Wished CUDA 2.2 features!

Hi I have downloaded CUDA 2.2 beta and I have same questions:

First about the runtime:

CORRECTION: support for interop with OpenGL Texture Objects is coming
in a future release. Instead, this release includes improved interop
performance for OpenGL buffer objects in the following situations:

  • Single adapter MultiMon
  • multiple GPUs when GL and CUDA are running on the same GPU
  • multiple GPUs when GL and CUDA are running on different GPUs

does this mean for 2.2 final or next (say 2.3) release?
Also texture objects would allow some the map/register and unmap/unregister overhead by sharing (not copying) this objects between CUDA and OpenGL.

Now CUDPP current release is expected to build with 2.2 toolkit? (in 2.1 there were issues with templates I think with prevented compiling it)
Also I was expecting and updated CUDPP with the new fast sort implementation from Garland et at. “Designing efficient sorting algorithms for manycore GPUs”

Now about the sdk
The SDK seems a lot like 2.1 excepting added deviceQueryDrv and SobolQRNG.
I was expecting to find the Sparse Matrix Vector implementation form Garland and Bell. “Efficient sparse matrix-vector multiplication on CUDA”

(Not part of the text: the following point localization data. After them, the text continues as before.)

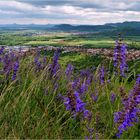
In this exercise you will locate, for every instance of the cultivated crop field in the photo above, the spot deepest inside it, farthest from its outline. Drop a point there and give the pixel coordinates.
(56, 95)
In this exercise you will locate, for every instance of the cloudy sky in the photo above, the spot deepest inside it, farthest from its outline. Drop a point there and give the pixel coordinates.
(68, 11)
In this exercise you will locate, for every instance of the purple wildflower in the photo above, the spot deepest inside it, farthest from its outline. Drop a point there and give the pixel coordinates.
(69, 71)
(102, 75)
(123, 65)
(112, 97)
(1, 50)
(74, 103)
(120, 58)
(15, 69)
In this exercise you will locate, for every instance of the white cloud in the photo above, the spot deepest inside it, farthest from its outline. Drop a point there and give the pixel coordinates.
(112, 11)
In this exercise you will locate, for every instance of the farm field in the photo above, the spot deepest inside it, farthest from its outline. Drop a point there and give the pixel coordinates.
(72, 95)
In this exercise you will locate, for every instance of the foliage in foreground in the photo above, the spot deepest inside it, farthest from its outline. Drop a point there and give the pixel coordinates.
(42, 100)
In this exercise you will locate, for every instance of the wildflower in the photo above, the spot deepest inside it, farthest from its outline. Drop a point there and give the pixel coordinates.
(74, 103)
(120, 58)
(1, 50)
(112, 97)
(69, 70)
(102, 75)
(15, 69)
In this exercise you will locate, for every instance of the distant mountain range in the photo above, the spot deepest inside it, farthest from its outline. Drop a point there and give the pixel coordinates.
(131, 28)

Would be impressive if Nvidia add as sample projects some other recent work from his Nvidia employes like:
“Real Time 3D Fluid and Particle Simulation and Rendering” form Sarah Tariq et al. in CUDA Zone
“3D Finite Difference Computation on GPUs using CUDA” Paulius Micikevicius
a port of linpack for CUDA in “Accelerating Linpack with CUDA on heterogenous clusters” by Massimiliano Fatica

Also I hope the big feature to be included in CUDA 2.2 final a not in beta is one of this two:
1.CUDA multicore


Textures: I think this is 2.3.
CUDPP: ask Mark Harris, he’s the guy that knows all about CUDPP.
SDK: there are more things coming for 2.2 final that weren’t quite finished. The 3D FDTD and Linpack apps aren’t exactly suitable for SDK samples…
And no, the last feature is neither of those two.

Also, man, we put all these features in and it’s not good enough :(

I’ll soon install 2.2 but regarding the last sentence, I just had to comment…

I think CUDA (and of course the underlying hardware) is one of the best 3rd party/APIs/Product/3rd party Hardware/…

I’ve seen in my 12 years of experience. Of course nothing is perfect, but i think you’ve done

great job in all aspects: hardware, CUDA, specs, SDK examples and of course these great newsgroups…

just had to share my thoughts and respect toward CUDA… great job.

my 1 cent :)


Hey, here is a very happy camper (gdb-64, the profiler improvements (if I can find it ;)), zero-copy). But I am curious about multicore, since that was sort of expected for the last release already.

Oh and we want NVISION ;)

If I understand zero-copy correctly, it means a running GPU program can establish live communication with a running CPU program, which opens all sorts of possibilities! With the right protocol, a host program could conceivably provide a lot of host services to GPU programs: printf, fopen (!), attaching to and debugging live GPU programs… Oh, the possibilities!

As far as I see, that is indeed possible if you only have 1 kernel running. Then you can set a switch to let the GPU know it can start to process and the GPU could set a switch to let the GPU know it is finished (with the switches in host memory). But I don’t know if that really has a benefit compared to starting a kernel and waiting till it finishes.

If you want the 3DFD code send me a message.


Oh sorry, I didn’t want to be seen as a so exigent guy, I think all at NVIDIA can be very proud of your work… I think it’s my fault for visiting CUDA Zone too often! :rolleyes:

and thankyou for clarifying the questions!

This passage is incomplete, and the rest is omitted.